After I left journalism, went back to school at Georgia Tech, and then went to work in Huntsville, I kept the ability to be interested in almost anything. I don’t know whether it was because I had been a reporter, or simply a manifestation of my innate curiosity. In any event, for a long time I remained interested in everything that I worked on.
In the late ‘90’s I transitioned from a full-time employee to an independent contractor. By most people’s standards, my income was pretty good.
Now that I’m retired, our income has dropped significantly. We aren’t starving, but a little extra income would always be welcome. So it was a nice to hear from a former colleague about two weeks ago that his company was looking for resumes for someone to work on a task that would last 10 to 12 weeks. That suited me, since I don’t want to go back to work full time, and the job was pretty much exactly what I spent most of my Huntsville career doing. He said the hourly rate would be good, and then he quoted a couple of numbers that ranged up to about what my hourly rate was at the end. It made sense to send him a resume.
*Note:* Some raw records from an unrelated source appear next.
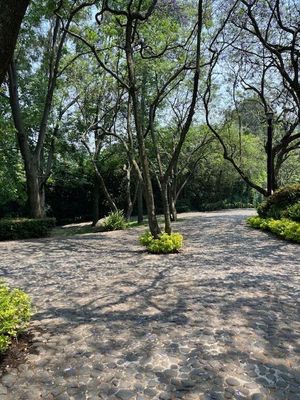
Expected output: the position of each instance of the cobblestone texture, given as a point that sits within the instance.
(220, 320)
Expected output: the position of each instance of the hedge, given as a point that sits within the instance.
(12, 229)
(284, 228)
(275, 206)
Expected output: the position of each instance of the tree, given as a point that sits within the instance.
(256, 73)
(33, 130)
(11, 16)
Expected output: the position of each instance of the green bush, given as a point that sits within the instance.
(164, 244)
(223, 205)
(293, 212)
(12, 229)
(285, 228)
(276, 204)
(114, 221)
(15, 313)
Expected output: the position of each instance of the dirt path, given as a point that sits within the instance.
(220, 320)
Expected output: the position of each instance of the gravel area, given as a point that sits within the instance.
(220, 320)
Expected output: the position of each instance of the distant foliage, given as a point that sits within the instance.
(114, 221)
(164, 244)
(15, 313)
(284, 228)
(223, 205)
(275, 206)
(293, 212)
(13, 229)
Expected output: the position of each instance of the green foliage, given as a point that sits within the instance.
(164, 244)
(276, 204)
(15, 313)
(285, 228)
(223, 205)
(12, 229)
(114, 221)
(293, 212)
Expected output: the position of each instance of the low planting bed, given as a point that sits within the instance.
(280, 214)
(25, 228)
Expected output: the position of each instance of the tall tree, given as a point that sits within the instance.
(11, 16)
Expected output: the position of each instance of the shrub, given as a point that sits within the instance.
(164, 244)
(15, 313)
(114, 221)
(25, 228)
(284, 228)
(223, 205)
(276, 204)
(293, 212)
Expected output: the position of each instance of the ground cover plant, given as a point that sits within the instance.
(280, 214)
(25, 228)
(284, 228)
(165, 243)
(15, 313)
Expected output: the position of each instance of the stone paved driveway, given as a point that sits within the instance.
(218, 321)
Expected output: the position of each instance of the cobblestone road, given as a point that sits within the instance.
(220, 320)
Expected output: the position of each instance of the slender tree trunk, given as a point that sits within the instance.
(140, 202)
(96, 198)
(166, 206)
(172, 202)
(101, 181)
(128, 189)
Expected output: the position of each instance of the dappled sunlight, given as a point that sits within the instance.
(221, 318)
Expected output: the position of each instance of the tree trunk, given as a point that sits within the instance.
(101, 181)
(166, 206)
(149, 197)
(140, 202)
(11, 16)
(96, 198)
(172, 204)
(36, 195)
(129, 199)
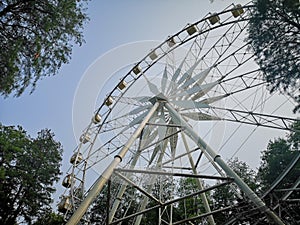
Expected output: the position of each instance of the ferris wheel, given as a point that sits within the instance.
(172, 116)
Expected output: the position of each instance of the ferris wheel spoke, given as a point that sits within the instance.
(258, 119)
(164, 80)
(196, 79)
(189, 104)
(199, 116)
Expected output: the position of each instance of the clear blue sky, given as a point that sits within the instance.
(112, 23)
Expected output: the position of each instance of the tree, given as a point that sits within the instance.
(191, 206)
(229, 195)
(36, 38)
(274, 31)
(279, 153)
(28, 169)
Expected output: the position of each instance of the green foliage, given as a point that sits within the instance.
(191, 206)
(36, 39)
(279, 153)
(274, 31)
(229, 195)
(50, 219)
(29, 167)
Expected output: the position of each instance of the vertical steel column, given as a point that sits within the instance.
(100, 182)
(217, 158)
(199, 182)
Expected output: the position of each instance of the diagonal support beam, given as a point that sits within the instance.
(177, 118)
(102, 180)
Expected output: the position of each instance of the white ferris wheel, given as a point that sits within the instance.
(171, 116)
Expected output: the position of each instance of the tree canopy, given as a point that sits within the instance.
(274, 32)
(28, 169)
(36, 38)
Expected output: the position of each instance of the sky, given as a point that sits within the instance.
(62, 102)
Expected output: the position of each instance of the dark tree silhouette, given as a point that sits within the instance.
(36, 38)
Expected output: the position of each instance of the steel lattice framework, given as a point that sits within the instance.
(144, 135)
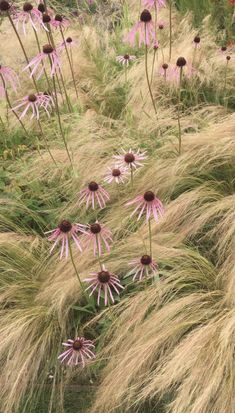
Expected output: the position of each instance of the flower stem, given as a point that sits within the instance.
(178, 111)
(59, 120)
(170, 21)
(76, 272)
(98, 252)
(150, 238)
(22, 47)
(10, 106)
(45, 140)
(70, 63)
(146, 70)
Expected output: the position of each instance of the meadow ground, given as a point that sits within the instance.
(167, 343)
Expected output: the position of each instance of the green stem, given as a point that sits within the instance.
(59, 120)
(178, 111)
(70, 64)
(45, 140)
(150, 237)
(146, 70)
(170, 18)
(22, 47)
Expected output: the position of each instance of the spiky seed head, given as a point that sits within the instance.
(149, 196)
(197, 39)
(104, 276)
(145, 16)
(47, 49)
(65, 226)
(77, 345)
(41, 7)
(93, 186)
(46, 18)
(129, 157)
(32, 97)
(4, 5)
(181, 62)
(27, 7)
(146, 259)
(58, 18)
(116, 172)
(95, 228)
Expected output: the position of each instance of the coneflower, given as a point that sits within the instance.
(106, 282)
(79, 351)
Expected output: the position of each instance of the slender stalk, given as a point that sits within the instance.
(70, 108)
(150, 237)
(59, 120)
(70, 64)
(22, 47)
(10, 106)
(170, 24)
(98, 252)
(44, 69)
(178, 111)
(76, 272)
(45, 140)
(146, 70)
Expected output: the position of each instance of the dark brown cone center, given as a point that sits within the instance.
(197, 39)
(41, 7)
(46, 18)
(65, 226)
(27, 7)
(95, 228)
(104, 276)
(4, 5)
(58, 18)
(129, 158)
(47, 49)
(116, 172)
(93, 186)
(77, 345)
(181, 62)
(145, 16)
(149, 196)
(146, 259)
(32, 98)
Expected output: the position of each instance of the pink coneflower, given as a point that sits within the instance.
(125, 59)
(60, 22)
(29, 15)
(154, 3)
(98, 236)
(9, 77)
(131, 159)
(94, 193)
(63, 233)
(143, 266)
(79, 351)
(35, 102)
(118, 174)
(149, 204)
(48, 52)
(145, 30)
(104, 281)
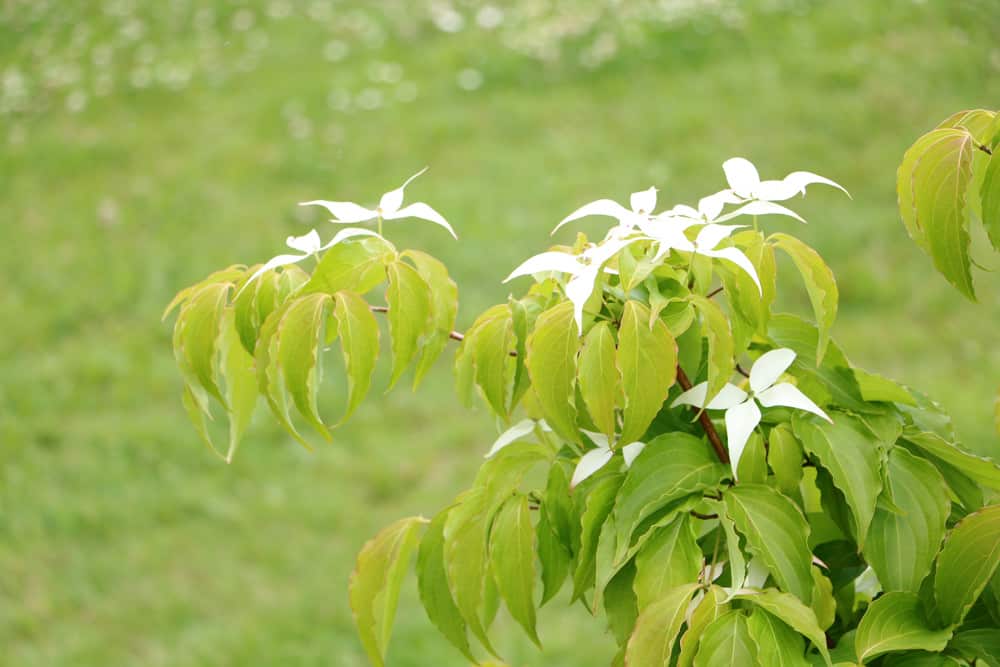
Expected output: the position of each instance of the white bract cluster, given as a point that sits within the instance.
(390, 207)
(668, 230)
(742, 413)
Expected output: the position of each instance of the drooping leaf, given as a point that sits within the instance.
(409, 300)
(647, 359)
(791, 611)
(359, 337)
(669, 559)
(356, 265)
(599, 378)
(656, 629)
(785, 456)
(432, 583)
(711, 607)
(552, 353)
(444, 307)
(984, 471)
(968, 559)
(820, 284)
(375, 584)
(298, 354)
(850, 454)
(554, 557)
(776, 532)
(726, 642)
(512, 556)
(896, 622)
(932, 183)
(597, 506)
(672, 466)
(466, 560)
(903, 542)
(721, 352)
(777, 644)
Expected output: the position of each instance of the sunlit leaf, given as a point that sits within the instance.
(375, 584)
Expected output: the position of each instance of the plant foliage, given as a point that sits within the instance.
(808, 512)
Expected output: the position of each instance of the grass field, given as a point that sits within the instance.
(144, 144)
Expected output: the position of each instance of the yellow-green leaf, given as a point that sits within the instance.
(599, 378)
(820, 285)
(512, 556)
(375, 584)
(408, 297)
(359, 338)
(552, 363)
(647, 359)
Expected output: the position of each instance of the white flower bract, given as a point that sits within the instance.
(390, 207)
(742, 413)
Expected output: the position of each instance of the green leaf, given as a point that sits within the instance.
(670, 558)
(775, 531)
(355, 265)
(647, 359)
(375, 584)
(298, 354)
(656, 629)
(241, 384)
(552, 350)
(785, 457)
(432, 583)
(726, 642)
(444, 308)
(989, 193)
(711, 607)
(197, 335)
(969, 557)
(492, 342)
(599, 378)
(409, 299)
(777, 644)
(721, 352)
(597, 506)
(820, 284)
(672, 466)
(466, 558)
(849, 453)
(359, 338)
(932, 183)
(896, 622)
(554, 557)
(902, 544)
(790, 610)
(983, 644)
(752, 467)
(984, 471)
(512, 556)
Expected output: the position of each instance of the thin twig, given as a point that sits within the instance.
(703, 419)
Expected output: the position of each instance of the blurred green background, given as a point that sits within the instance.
(144, 144)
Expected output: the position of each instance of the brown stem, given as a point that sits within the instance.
(706, 423)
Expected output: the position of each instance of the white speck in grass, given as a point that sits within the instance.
(335, 50)
(279, 9)
(447, 19)
(470, 79)
(370, 99)
(339, 100)
(489, 17)
(76, 101)
(406, 91)
(243, 20)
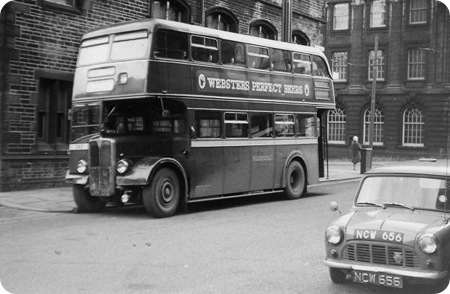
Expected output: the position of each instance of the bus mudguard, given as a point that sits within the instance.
(299, 156)
(76, 179)
(141, 172)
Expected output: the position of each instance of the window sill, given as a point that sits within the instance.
(60, 7)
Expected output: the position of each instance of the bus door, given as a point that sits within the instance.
(206, 172)
(262, 152)
(237, 153)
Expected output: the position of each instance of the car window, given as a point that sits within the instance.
(417, 192)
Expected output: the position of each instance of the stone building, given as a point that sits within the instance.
(412, 97)
(39, 42)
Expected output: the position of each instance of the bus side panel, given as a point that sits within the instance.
(263, 165)
(206, 169)
(237, 169)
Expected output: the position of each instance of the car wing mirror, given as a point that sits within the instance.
(334, 207)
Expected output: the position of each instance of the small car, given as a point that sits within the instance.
(397, 232)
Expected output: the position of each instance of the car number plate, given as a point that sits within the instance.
(377, 279)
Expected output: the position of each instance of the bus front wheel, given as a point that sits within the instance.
(295, 180)
(85, 202)
(162, 196)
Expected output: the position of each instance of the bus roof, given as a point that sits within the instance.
(151, 24)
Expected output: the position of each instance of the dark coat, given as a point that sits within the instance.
(355, 152)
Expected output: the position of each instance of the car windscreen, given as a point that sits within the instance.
(409, 191)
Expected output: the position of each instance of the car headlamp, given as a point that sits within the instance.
(81, 166)
(122, 166)
(334, 235)
(428, 243)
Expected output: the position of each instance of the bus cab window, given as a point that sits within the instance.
(261, 125)
(284, 125)
(170, 44)
(208, 124)
(204, 49)
(236, 125)
(258, 57)
(306, 125)
(302, 64)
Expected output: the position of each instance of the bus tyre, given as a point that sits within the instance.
(337, 276)
(162, 196)
(295, 180)
(85, 202)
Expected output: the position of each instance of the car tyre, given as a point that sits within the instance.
(85, 202)
(162, 196)
(295, 180)
(337, 276)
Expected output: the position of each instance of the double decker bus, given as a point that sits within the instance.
(165, 114)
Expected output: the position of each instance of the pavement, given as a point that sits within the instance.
(59, 200)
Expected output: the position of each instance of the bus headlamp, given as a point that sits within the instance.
(334, 235)
(123, 78)
(428, 243)
(81, 166)
(122, 166)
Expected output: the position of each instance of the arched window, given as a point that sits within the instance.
(263, 29)
(300, 38)
(336, 126)
(176, 10)
(378, 123)
(413, 123)
(222, 19)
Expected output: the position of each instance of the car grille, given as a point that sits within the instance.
(381, 254)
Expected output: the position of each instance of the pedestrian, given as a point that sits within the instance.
(355, 151)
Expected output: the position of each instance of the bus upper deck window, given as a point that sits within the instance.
(302, 64)
(232, 53)
(319, 67)
(170, 44)
(94, 51)
(204, 49)
(280, 60)
(131, 45)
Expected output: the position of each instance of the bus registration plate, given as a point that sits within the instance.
(377, 279)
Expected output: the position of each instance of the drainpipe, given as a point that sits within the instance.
(286, 24)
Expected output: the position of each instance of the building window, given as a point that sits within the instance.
(416, 64)
(170, 10)
(221, 19)
(298, 37)
(336, 126)
(378, 123)
(413, 127)
(53, 107)
(341, 16)
(418, 11)
(378, 14)
(339, 66)
(263, 29)
(380, 65)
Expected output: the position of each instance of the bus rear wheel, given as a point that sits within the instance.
(85, 202)
(162, 196)
(295, 180)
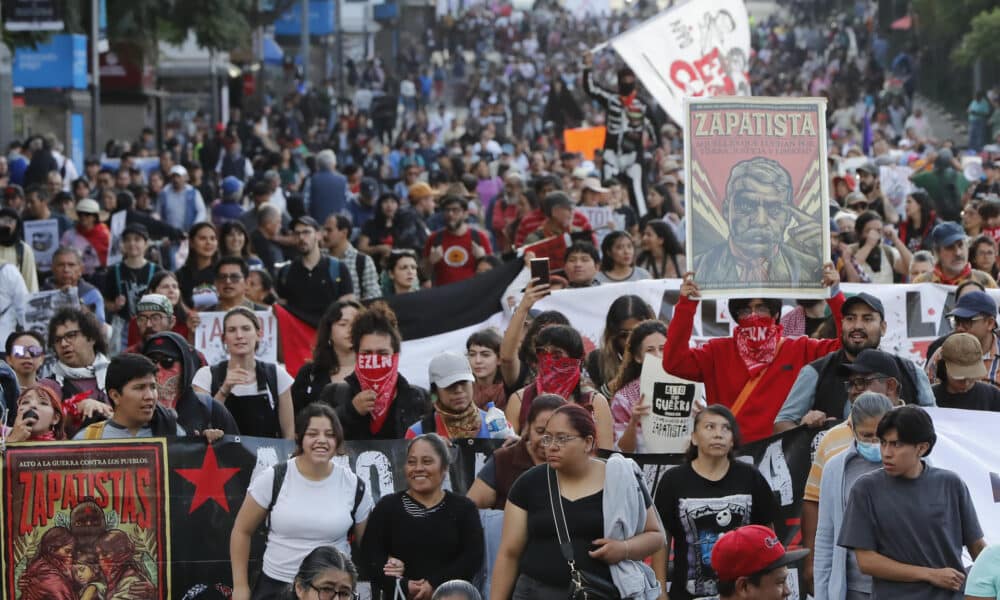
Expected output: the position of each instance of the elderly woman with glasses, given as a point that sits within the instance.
(606, 547)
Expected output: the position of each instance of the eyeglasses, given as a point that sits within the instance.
(861, 383)
(557, 441)
(26, 351)
(326, 593)
(69, 336)
(167, 362)
(961, 321)
(155, 319)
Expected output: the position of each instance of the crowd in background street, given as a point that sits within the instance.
(429, 175)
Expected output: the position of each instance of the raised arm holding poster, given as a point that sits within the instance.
(43, 236)
(667, 428)
(208, 337)
(698, 49)
(758, 192)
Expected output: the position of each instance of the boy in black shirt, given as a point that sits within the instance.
(128, 280)
(309, 284)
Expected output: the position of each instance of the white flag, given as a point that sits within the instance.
(698, 49)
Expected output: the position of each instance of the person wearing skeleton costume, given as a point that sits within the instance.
(627, 118)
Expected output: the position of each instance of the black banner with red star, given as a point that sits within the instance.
(152, 518)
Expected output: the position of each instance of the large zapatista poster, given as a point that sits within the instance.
(757, 196)
(86, 520)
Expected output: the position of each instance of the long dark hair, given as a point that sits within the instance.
(671, 246)
(607, 261)
(324, 357)
(377, 319)
(924, 201)
(227, 228)
(487, 338)
(191, 262)
(321, 410)
(875, 256)
(526, 353)
(180, 309)
(630, 368)
(622, 309)
(378, 216)
(320, 560)
(722, 411)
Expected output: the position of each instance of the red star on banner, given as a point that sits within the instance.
(209, 481)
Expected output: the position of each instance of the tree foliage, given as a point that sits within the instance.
(216, 24)
(982, 40)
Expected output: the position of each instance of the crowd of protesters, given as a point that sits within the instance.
(329, 202)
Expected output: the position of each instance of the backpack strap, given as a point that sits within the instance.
(429, 423)
(218, 372)
(333, 270)
(95, 431)
(270, 380)
(359, 267)
(359, 495)
(280, 470)
(118, 278)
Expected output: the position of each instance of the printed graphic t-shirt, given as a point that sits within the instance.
(459, 261)
(697, 511)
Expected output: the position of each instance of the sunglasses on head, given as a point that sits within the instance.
(162, 360)
(26, 351)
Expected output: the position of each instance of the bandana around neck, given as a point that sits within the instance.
(757, 339)
(957, 278)
(378, 373)
(557, 374)
(463, 424)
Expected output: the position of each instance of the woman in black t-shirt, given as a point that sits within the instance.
(419, 538)
(529, 564)
(710, 494)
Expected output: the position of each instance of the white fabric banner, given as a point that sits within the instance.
(966, 444)
(697, 49)
(914, 314)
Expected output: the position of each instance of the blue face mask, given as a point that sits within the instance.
(870, 451)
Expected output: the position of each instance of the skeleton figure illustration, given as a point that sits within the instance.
(627, 118)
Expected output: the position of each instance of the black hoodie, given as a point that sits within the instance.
(195, 411)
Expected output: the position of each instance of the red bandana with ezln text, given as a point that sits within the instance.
(378, 372)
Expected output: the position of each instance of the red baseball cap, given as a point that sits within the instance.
(748, 550)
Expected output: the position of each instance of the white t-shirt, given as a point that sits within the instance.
(308, 514)
(203, 379)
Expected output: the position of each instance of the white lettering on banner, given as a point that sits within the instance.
(383, 469)
(914, 315)
(208, 337)
(697, 49)
(374, 361)
(774, 468)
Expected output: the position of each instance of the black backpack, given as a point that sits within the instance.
(281, 470)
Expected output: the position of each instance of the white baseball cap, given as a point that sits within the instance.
(448, 368)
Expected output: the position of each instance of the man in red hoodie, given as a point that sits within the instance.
(751, 372)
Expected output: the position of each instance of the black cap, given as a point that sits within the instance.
(136, 229)
(13, 191)
(304, 220)
(553, 200)
(867, 299)
(870, 361)
(869, 168)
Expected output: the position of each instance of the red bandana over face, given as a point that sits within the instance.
(379, 373)
(557, 374)
(757, 340)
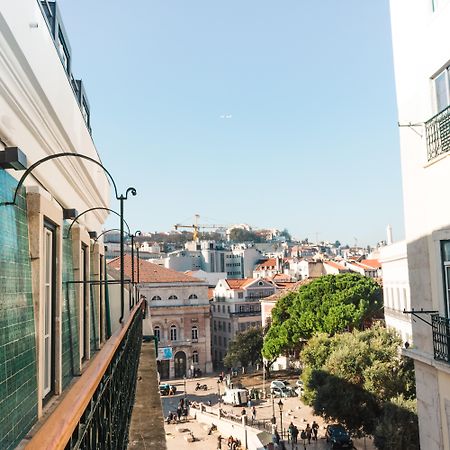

In the meantime, I started thinking.
As a retiree younger than the full Social Security retirement age, I will lose one dollar in Social Security benefits for every dollar I get over a certain amount. When I factored that loss into what I would have made in 10 weeks, the hourly rate no longer seemed so good. And then I started imagining working for a couple of months doing the kind of stuff I had done for so long, and the job itself no longer seemed quite as attractive. I have a lot to do around here, and for some reason, tiling our downstairs bathroom seems more interesting than analyzing optical signatures.
So sometime during the last year since I retired, my ability to be, or become interested in just about anything seems to have diminished. And it seems that my time has become move valuable as well. At least to me.
My friend called about a week ago to tell me that the company with the short-term task had decided to do the work with their own employees, so they wouldn’t need an independent contractor like me. I think the strongest emotion I felt at that time was relief.
It’s possible my old company will need me to do some very short term jobs, jobs that only last a day or so, and that would be nice. But two or three months? I don’t think so.